If we repeat the bass notes in the first measure, it’s easier to see that the chord on the second beat looks (and sounds) rather like a chord with an added ninth above the bass—a V9/7. Note that the chord is spelled as an incomplete V7 with an added ninth—thus it is almost always written as V9/7. 

 

 

Extending the idea yet farther, I see that I can use the V9/7 without actually resolving it to a V7—and thus the 7th and the 9th resolve downwards, by parallel motion.

 

  

Because a modally-mixed ^6 is so common, the V9/7 can be mixed very easily. 

 

 

An approach to V9/7 from IV can be quite effective, by maintaining the common tone (the 3rd of IV becomes the 9th of V9/7.) 

 

 

This approach from ii6—showing the same common tone—also demonstrates that the 9th does not have to be in the soprano, although that is the most common location.

 

  

This isn’t particularly common but it’s perfect OK. The 9th is treated as a descending passing tone from natural 7 to 6 to 5. Note that this creates a cross-relation between the soprano and alto, but due to the chromatic motion in the alto line, it is not objectionable. 

 

 

This is a descending fifths sequence in seventh chords. 

 

 

You can use 9/7 chords with such a sequence, but only on every other chord: attempts to create ninth chords throughout will require an extra voice; this isn’t impossible by any means, but would not be the norm in a strict chorale style. 

 

 

The expressive power of such a sequence is here demonstrated in this (arranged) excerpt from Brahms 3rd symphony; note that it starts with a IV9/7, and thereafter does not use ninth chords, but the sheer power of the ninth chord is such that the ghost of the possible ninths (notes in parentheses) remains in force throughout.

 

  

The relationship between V9/7 and vii7 is very close; in fact, V9/7 is almost a vii7 (half-diminished) with the root omitted. The relationship is close enough so as to blur the distinction between an ‘inversion’ of V9/7 and a vii7—or maybe this should be thought of as a V7 with a 9-8 suspension, and a motion in the bass.

 

  

So far, this is perfectly familiar: a dominant seventh with a 4-3 suspension in the soprano. But what happens if the suspension doesn’t actually resolve? 

 

 

Immediately we recognize that this would not be something we might hear in 18th century music—but it just might be heard in the 19th century or later.
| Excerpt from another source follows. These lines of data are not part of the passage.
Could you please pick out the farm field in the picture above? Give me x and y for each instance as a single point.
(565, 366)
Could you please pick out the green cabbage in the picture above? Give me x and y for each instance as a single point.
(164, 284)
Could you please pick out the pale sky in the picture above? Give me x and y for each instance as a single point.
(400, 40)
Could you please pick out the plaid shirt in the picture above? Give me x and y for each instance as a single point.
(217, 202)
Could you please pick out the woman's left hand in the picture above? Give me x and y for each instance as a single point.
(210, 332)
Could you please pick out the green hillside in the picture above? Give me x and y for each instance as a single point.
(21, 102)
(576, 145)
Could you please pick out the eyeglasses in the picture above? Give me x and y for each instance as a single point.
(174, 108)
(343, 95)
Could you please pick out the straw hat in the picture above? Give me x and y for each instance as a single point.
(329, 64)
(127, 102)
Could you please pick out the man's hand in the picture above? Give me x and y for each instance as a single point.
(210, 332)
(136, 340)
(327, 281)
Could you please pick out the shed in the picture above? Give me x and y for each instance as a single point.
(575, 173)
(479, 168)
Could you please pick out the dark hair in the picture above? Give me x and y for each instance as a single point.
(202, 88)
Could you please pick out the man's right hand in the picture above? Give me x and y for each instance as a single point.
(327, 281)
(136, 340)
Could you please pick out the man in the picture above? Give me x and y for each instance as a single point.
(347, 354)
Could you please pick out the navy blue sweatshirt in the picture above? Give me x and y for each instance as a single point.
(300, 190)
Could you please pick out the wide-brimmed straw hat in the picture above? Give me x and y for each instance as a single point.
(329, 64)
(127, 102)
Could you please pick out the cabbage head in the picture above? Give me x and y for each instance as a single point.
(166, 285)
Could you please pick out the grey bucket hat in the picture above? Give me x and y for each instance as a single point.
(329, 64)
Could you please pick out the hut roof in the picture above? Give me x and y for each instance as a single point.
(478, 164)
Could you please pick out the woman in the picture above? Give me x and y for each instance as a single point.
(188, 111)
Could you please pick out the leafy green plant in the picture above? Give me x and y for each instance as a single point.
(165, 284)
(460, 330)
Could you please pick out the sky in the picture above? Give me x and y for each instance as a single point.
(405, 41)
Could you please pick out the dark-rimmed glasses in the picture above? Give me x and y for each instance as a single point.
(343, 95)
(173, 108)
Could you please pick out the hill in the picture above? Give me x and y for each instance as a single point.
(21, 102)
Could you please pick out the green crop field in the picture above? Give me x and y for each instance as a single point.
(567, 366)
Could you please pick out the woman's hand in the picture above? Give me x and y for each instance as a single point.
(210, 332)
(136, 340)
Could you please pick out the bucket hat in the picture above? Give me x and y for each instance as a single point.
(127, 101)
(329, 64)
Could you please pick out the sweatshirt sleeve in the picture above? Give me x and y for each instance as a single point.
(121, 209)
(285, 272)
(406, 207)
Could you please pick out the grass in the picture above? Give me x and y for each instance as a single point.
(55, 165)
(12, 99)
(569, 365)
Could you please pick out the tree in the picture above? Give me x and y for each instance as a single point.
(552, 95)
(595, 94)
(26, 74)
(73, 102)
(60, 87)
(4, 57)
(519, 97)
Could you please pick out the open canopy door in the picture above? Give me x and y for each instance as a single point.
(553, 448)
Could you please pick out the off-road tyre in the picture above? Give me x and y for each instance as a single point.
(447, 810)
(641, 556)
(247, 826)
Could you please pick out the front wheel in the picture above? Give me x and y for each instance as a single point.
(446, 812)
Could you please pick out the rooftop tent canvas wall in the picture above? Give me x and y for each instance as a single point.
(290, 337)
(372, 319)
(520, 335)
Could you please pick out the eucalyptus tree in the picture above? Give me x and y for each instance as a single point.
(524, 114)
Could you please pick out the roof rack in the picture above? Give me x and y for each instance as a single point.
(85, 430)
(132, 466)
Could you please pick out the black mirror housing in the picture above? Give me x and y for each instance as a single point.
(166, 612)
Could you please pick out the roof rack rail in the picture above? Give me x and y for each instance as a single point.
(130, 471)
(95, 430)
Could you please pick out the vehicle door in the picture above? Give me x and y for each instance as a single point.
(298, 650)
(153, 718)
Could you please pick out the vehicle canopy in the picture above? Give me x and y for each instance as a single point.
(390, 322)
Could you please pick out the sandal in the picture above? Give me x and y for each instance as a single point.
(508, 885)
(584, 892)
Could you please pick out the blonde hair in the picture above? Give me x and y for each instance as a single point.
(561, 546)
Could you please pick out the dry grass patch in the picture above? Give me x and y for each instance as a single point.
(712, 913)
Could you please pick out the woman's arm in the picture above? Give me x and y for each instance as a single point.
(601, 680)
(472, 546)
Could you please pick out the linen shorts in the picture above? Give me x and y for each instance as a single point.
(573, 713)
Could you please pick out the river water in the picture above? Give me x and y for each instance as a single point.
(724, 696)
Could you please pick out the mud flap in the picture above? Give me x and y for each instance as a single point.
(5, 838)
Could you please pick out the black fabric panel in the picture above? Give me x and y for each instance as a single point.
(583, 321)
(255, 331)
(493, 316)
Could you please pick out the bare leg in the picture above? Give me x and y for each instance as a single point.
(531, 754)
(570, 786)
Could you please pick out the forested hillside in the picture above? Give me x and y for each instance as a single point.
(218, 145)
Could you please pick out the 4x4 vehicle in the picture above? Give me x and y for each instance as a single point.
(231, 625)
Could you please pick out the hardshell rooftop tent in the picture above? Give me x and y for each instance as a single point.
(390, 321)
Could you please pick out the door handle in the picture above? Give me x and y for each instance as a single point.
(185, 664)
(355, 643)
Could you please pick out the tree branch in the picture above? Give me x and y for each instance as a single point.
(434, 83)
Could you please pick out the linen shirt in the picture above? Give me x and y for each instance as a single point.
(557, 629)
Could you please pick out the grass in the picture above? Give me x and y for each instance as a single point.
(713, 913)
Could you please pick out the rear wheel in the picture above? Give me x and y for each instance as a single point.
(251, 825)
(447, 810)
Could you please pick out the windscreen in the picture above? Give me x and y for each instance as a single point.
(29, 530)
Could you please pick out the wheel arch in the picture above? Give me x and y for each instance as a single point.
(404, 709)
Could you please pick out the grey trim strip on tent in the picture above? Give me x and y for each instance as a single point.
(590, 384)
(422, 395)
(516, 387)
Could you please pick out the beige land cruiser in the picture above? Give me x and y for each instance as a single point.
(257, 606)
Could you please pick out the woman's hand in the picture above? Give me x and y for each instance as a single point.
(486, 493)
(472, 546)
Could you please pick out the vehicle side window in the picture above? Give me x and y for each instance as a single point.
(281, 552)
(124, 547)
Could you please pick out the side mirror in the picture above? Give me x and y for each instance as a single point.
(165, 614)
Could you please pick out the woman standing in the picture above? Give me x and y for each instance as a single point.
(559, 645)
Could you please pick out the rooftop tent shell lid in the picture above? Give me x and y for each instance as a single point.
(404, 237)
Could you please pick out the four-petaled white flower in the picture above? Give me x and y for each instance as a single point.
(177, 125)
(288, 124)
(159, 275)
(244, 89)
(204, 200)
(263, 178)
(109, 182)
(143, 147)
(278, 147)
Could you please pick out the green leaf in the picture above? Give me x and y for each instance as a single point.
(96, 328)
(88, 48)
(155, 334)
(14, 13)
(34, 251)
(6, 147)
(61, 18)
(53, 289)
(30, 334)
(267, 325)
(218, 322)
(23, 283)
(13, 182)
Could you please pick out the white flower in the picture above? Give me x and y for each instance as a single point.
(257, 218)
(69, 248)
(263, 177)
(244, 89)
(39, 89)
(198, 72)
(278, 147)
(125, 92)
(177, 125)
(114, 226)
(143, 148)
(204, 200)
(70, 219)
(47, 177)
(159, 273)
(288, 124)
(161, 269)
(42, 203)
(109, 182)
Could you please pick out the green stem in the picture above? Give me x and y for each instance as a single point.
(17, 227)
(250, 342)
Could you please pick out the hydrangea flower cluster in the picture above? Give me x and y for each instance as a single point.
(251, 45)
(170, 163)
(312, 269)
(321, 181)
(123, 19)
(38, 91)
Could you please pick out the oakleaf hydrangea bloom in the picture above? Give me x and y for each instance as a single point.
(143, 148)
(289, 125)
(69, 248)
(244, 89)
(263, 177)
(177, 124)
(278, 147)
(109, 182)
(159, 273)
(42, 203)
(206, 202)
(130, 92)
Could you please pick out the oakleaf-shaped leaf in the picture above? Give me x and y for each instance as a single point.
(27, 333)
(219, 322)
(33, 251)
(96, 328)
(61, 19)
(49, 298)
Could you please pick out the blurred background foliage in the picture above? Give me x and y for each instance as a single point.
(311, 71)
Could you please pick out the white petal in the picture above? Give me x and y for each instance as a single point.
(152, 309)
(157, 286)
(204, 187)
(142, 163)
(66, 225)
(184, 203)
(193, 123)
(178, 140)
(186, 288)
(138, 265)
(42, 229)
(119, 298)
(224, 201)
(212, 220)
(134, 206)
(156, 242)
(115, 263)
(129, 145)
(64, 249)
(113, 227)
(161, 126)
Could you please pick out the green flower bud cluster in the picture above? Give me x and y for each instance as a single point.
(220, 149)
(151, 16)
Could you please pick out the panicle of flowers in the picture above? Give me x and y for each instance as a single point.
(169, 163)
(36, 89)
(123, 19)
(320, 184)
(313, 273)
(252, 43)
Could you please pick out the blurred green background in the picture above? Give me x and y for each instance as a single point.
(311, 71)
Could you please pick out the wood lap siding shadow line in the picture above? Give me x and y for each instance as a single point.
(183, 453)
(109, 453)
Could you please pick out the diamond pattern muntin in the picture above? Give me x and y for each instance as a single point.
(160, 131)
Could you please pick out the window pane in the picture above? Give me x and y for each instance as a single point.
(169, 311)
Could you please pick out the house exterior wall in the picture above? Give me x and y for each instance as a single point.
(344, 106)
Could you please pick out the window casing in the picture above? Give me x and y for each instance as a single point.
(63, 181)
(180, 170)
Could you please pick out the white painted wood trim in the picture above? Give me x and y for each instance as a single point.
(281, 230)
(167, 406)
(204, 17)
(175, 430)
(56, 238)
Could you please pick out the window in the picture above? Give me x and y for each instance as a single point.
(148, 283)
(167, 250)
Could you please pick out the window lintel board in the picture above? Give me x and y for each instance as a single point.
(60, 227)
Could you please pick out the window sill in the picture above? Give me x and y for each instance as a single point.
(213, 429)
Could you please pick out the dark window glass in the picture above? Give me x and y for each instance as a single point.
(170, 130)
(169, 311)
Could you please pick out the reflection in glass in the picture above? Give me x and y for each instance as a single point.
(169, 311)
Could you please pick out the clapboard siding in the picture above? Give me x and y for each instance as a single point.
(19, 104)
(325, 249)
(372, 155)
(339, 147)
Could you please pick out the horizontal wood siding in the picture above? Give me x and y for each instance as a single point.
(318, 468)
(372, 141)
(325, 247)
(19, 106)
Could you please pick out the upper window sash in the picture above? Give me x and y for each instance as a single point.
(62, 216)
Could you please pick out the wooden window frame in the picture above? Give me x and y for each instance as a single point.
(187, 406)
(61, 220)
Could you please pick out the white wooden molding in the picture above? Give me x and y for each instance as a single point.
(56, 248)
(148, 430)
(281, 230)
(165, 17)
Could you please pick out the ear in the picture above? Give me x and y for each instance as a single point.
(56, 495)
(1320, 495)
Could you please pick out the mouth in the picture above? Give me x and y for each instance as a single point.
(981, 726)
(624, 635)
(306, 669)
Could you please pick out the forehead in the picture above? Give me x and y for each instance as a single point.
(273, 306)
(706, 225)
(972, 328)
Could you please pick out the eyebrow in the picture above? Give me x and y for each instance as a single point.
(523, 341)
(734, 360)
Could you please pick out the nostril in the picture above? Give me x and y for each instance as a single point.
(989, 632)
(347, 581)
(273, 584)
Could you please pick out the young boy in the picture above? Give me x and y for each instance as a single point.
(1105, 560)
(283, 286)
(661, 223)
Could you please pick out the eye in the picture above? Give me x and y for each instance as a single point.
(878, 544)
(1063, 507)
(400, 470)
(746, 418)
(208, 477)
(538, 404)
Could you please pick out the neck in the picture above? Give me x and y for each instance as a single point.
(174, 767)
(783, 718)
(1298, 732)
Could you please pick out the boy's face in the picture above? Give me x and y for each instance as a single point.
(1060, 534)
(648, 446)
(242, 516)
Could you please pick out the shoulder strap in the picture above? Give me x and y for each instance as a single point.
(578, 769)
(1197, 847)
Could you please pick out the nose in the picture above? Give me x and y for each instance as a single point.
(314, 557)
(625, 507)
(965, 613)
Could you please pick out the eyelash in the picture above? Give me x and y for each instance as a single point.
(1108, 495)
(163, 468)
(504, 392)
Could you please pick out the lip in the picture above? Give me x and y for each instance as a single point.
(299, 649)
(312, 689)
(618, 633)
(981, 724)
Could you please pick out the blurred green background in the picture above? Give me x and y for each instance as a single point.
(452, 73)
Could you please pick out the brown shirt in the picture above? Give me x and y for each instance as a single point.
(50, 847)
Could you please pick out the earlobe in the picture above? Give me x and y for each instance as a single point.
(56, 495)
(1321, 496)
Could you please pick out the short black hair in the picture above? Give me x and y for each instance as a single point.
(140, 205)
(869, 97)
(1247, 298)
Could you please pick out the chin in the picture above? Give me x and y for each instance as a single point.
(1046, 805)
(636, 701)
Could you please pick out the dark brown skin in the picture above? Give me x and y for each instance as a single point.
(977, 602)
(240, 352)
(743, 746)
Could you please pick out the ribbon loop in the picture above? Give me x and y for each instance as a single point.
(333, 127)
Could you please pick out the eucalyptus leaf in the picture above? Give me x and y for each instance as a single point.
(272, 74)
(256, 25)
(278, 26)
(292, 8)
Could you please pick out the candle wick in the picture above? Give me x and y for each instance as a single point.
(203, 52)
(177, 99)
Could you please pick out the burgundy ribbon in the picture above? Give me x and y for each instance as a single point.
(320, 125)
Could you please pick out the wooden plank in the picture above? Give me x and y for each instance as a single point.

Although it really is a V7 with an unresolved 4-3 suspension, sometimes it gets called an “eleventh” chord (because the dissonant note is an 11th above the bass.)

 

  

For example, this is a sketch of part of Stephen Sondheim’s song, “Send in the Clowns”. In pop and jazz circles, the idea of the eleventh chord is firmly ensconced; we hear the function of the first measure clearly as a dominant—which seems to resolve in the second measure, but we aren’t particularly bothered by the apparent non-resolution of the 11th. 

 

 

Much along the same lines, we might allow an unresolved 6-5 suspension over a dominant, which produces a “thirteenth” chord.